Swallowtail butterflies – center stage

There are times that I get pretty obsessed with the wildlife in my yard. The first year that hummingbirds started hanging around, I would sit on the front porch for extended periods of time, with my camera on a tripod, waiting to get the perfect photos of the little fluttering jewels. I took thousands of photos. And although I never did grow tired of seeing the hummingbirds (and, hopefully, never will) I did quit taking so many photos of them. After all, I hardly have time to look through the photos, much less do anything else with them.

I get the same way whenever any new creature comes on the scene, and since we garden for wildlife, our photo-ops are pretty common.

My most recent garden obsession is the swallowtail caterpillars that are on some of our herb plants. Swallowtails laid eggs on our dill and fennel plants, and most of them were soon quickly devoured by some visiting wasps. I haven’t seen the wasps in awhile, and the caterpillars are again taking over those plants. But even more caterpillars are on the potted parsley plant that is right outside our front door. This has given me a great opportunity to watch much of the caterpillar/butterfly lifecycle, but still not enough to figure out what is happening to most of the caterpillars.

At any given time, there appear to be close to 100 caterpillars in various growth stages. They get huge, and although a few end up going to chrysalis, they don’t all appear to be making it to that stage – or at least I can’t figure out where they are going. Someday I am going to invest in one of those “critter cams” so I can keep an eye on my critters from a distance.
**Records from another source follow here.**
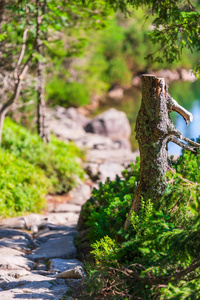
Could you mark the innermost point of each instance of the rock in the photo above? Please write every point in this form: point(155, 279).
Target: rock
point(44, 235)
point(123, 157)
point(61, 265)
point(74, 115)
point(116, 93)
point(12, 233)
point(111, 123)
point(109, 170)
point(66, 123)
point(34, 286)
point(95, 141)
point(122, 144)
point(67, 207)
point(69, 218)
point(80, 194)
point(75, 273)
point(59, 247)
point(17, 242)
point(35, 220)
point(17, 223)
point(12, 259)
point(92, 170)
The video at the top of this post is fairly long, but it shows how a caterpillar changes to chrysalis. I always thought that the chrysalis was formed OVER the striped caterpillar skin, but this video clearly shows that the caterpillar sheds its skin as it turns into a chrysalis.

Gardening for wildlife is a great way to learn more about the “critters” that we can protect by practicing eco-friendly landscaping.
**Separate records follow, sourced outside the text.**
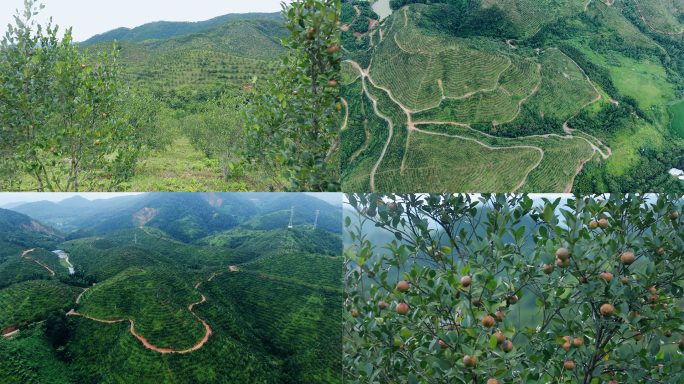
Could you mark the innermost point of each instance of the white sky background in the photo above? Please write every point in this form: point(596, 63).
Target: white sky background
point(92, 17)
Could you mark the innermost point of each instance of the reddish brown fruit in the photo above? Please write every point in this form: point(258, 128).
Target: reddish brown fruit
point(606, 276)
point(563, 253)
point(627, 258)
point(500, 338)
point(488, 321)
point(607, 310)
point(577, 342)
point(469, 361)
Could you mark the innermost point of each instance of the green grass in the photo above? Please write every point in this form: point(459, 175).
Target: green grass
point(181, 168)
point(34, 300)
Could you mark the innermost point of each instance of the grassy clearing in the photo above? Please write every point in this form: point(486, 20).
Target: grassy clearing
point(440, 164)
point(181, 168)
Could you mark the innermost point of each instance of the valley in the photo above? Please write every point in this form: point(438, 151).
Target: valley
point(196, 287)
point(476, 98)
If you don’t have butterflies in your own garden, be sure and stop by a butterfly garden at one of the local botanical gardens such as Brookside Gardens Wings of Fancy Butterfly and Caterpillar Exhibit or the Butterfly Habitat Garden at the Smithsonian. **Note: Always check before visiting any of the local butterfly gardens, as they are sometimes closed due to weather, including extreme heat.